British American Tobacco (BATS.L) has agreed a $49.4 billion takeover deal of U.S. rival Reynolds American Inc (RAI.N), creating the world’s biggest listed tobacco company after it increased an earlier offer by more than $2 billion.
BAT, which already owned 42 percent of Reynolds, will pay $29.44 in cash and 0.5260 BAT shares for each Reynolds share, it said, a 26 percent premium over the price of the stock on Oct. 20, the day before BAT’s first offer was made public.
Reynolds, the maker of Camel and Newport cigarettes, rejected an initial approach in November, although the two sides remained in talks.
The deal, which values the whole of Reynolds at around $86 billion, will mark the return of BAT to the lucrative and highly regulated U.S. market after a 12-year absence, making it the only tobacco giant with a leading presence in American and international markets.

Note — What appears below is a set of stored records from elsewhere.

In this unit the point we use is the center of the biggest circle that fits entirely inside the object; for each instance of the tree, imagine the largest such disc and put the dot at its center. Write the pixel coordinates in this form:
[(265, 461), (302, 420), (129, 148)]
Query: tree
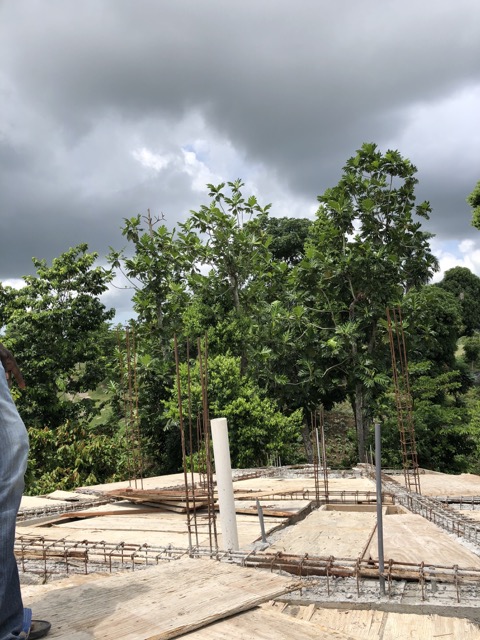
[(57, 327), (474, 201), (364, 252), (258, 431), (465, 286), (288, 237)]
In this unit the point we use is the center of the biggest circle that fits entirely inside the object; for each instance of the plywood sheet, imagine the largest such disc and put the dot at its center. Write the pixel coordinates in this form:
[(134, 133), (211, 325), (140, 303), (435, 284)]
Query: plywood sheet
[(328, 533), (279, 485), (444, 484), (400, 626), (261, 624), (361, 624), (33, 502), (157, 482), (411, 538), (373, 625), (156, 529), (159, 603)]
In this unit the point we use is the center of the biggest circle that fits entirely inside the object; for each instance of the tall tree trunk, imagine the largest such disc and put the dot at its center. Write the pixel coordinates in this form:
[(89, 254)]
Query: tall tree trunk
[(307, 440), (360, 420)]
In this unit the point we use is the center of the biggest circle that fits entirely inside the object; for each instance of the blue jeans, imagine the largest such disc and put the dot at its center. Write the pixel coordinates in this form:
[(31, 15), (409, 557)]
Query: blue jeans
[(13, 464)]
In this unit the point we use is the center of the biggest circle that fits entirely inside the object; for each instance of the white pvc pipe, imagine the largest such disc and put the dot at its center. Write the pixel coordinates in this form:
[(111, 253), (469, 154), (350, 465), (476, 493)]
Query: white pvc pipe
[(223, 472)]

BAT Chief Executive Nicandro Durante said bringing the two companies together would create a market leader with brands including Newport, Lucky Strike, Camel and Pall Mall.
“It will create a stronger, global tobacco and NGP (next generation products) business with direct access for our products across the most attractive markets in the world,” he said on Tuesday.
The U.S. tobacco market was the most profitable outside China, he said in an interview, and BAT “figured there was some room to grow there.”
BAT left the United States in 2004 when it merged its subsidiary Brown & Williamson with R.J. Reynolds to form Reynolds American in 2004. A decade later, the U.S. group agreed to buy Lorillard in a $27.4 billion deal that added the Newport brand to its stable, Reuters reports.